Neste mês em que completa um ano, a Agência SP, portal multimídia oficial do Governo de São Paulo, apresenta a série de reportagens 1 Ano de Agência SP: Você Ficou Sabendo Aqui, que mostra a evolução dos números e a implementação das ações que impactaram a vida dos moradores do estado desde o lançamento da agência.
Celulares roubados apreendidos em junho pela Polícia Civil na capital
Na cidade de São Paulo e na Região Metropolitana, a redução também foi consistente. Apenas no primeiro semestre deste ano, foram 43,7 mil ocorrências de roubo de celulares, ante 50,6 mil no mesmo período de 2024: uma queda de 13,6%.
Os resultados são registrados diante de um conjunto de iniciativas da SSP. A Polícia Civil intensificou o combate ao comércio ilegal de aparelhos e passou a focar na repressão aos receptadores, considerados elo central da cadeia criminosa. Paralelamente, o programa SP Mobile foi implementado em todo o estado para analisar registros criminais e definir estratégias de enfrentamento.
De acordo com o delegado Rodolfo Latif, coordenador do programa, o trabalho tem caráter multidisciplinar. “É uma equipe que tem estudado, feito testes e realizado ações não só para combater, mas também conseguir devolver esses aparelhos às vítimas”, explicou. O sistema cruza informações dos boletins de ocorrência com dados fornecidos pelas operadoras a partir do número de identificação único dos celulares, o Imei.

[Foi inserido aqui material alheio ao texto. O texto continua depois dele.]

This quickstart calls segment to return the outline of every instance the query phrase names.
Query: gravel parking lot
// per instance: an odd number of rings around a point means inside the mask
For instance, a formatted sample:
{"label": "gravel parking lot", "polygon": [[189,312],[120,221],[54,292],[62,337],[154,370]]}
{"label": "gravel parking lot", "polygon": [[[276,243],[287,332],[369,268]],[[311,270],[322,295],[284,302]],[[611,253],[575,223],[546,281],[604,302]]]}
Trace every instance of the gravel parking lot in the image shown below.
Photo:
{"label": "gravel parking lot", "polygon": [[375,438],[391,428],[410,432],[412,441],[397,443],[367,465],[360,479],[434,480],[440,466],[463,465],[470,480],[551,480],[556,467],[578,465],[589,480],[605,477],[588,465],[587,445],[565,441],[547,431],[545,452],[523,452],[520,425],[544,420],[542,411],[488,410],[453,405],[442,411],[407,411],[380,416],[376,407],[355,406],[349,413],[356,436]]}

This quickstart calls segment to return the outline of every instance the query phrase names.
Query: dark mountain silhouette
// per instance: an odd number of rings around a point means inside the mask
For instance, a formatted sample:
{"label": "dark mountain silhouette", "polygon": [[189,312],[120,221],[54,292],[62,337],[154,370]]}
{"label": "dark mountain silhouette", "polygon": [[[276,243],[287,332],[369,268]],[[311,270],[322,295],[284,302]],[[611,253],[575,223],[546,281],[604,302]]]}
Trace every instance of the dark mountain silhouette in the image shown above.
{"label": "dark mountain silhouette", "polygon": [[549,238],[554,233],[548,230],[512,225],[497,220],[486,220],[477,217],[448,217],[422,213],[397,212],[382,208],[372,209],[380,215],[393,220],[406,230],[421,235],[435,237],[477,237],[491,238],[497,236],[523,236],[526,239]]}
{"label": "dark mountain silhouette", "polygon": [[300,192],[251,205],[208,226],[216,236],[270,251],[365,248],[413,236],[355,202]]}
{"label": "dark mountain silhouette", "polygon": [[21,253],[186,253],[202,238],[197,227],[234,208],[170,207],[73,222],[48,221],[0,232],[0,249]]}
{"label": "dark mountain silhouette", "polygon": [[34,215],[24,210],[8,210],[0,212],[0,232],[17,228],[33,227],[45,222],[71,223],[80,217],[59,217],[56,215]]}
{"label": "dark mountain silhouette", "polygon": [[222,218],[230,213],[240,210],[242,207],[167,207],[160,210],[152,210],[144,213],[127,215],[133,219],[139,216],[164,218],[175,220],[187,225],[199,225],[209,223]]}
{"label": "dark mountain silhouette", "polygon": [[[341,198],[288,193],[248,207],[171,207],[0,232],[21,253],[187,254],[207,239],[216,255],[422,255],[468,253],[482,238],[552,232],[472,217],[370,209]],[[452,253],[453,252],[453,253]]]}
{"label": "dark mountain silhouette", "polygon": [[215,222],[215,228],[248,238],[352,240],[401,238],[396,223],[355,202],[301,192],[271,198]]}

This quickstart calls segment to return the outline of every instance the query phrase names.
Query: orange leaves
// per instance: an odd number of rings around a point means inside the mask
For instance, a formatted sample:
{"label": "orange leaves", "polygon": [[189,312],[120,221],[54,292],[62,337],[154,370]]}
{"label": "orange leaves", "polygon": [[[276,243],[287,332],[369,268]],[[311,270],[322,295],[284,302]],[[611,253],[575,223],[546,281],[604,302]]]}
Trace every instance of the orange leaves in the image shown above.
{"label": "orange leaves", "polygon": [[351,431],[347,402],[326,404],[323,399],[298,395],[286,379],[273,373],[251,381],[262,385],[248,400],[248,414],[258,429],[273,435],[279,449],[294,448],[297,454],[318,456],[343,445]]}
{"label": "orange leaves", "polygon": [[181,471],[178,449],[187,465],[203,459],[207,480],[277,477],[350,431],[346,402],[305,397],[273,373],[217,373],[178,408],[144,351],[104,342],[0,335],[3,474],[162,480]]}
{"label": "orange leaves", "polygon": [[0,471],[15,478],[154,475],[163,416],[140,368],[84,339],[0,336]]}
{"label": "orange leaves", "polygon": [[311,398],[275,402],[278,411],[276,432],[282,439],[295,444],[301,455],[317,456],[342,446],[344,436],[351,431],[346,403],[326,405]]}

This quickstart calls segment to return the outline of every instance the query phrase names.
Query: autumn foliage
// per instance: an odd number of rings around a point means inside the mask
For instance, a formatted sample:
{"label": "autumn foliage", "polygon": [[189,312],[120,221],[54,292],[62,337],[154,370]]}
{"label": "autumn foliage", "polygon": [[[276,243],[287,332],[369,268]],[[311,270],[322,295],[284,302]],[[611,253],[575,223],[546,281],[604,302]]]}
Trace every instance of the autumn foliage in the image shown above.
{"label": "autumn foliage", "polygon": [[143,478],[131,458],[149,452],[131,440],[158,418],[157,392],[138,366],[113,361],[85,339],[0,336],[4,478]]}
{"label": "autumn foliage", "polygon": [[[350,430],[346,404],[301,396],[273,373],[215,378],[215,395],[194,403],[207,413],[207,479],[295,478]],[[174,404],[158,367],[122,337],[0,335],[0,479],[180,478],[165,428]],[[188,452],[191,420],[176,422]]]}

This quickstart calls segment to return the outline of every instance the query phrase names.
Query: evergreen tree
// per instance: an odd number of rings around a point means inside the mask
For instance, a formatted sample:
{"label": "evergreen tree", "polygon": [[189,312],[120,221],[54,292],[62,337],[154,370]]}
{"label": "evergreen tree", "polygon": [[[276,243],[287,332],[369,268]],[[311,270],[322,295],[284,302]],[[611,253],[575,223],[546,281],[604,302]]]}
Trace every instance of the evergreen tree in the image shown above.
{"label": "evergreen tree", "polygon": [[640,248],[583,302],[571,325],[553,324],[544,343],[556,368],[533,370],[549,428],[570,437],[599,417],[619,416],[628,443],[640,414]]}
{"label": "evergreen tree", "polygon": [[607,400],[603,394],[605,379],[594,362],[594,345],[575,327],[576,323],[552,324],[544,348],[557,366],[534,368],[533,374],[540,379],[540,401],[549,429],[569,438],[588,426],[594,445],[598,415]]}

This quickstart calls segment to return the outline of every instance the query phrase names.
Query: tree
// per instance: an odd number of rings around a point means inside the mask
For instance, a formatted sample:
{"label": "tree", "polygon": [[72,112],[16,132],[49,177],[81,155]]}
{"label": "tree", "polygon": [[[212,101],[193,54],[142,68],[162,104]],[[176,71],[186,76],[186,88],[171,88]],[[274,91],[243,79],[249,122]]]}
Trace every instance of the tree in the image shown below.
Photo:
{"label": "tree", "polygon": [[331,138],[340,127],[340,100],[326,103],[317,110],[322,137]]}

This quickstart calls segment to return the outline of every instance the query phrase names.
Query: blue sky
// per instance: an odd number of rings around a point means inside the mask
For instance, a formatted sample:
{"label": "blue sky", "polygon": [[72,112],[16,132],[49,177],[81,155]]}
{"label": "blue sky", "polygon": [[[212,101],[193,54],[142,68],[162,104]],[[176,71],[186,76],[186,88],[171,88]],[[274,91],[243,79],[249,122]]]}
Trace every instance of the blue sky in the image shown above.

“Temos uma equipe que tem estudado, feito testes e realizado ações não só para combater, mas também conseguir devolver esses aparelhos às vítimas”, afirma Rodolfo Latif, delegado da Polícia Civil e coordenador do programa SP Mobile.
Quando um aparelho roubado ou furtado é reativado, o usuário é notificado e intimado a comparecer à delegacia. Nesses casos, ele pode devolver o celular e colaborar como testemunha na investigação. Quem não comparece ou se recusa a cooperar pode ser alvo de medidas adicionais, com aprofundamento das investigações.
O processo de recuperação inclui cinco etapas: extração de dados policiais via IMEI, articulação com operadoras de telefonia, contato com os usuários dos aparelhos, orientação sobre devolução e formalização do crime em delegacia, além da convocação da vítima para reaver o bem. Esse modelo, segundo Latif, também serve como recado aos criminosos de que o crime de receptação não compensa mais no estado.
Para as autoridades, os resultados já demonstram impacto direto na redução da sensação de insegurança. “Essa foi a forma mais eficaz que encontramos de dar respostas à sociedade. Sabemos que esse crime tem aumentado demais a sensação de impunidade, mas temos feito ações e estudado ideias para melhorar isso”, concluiu o delegado.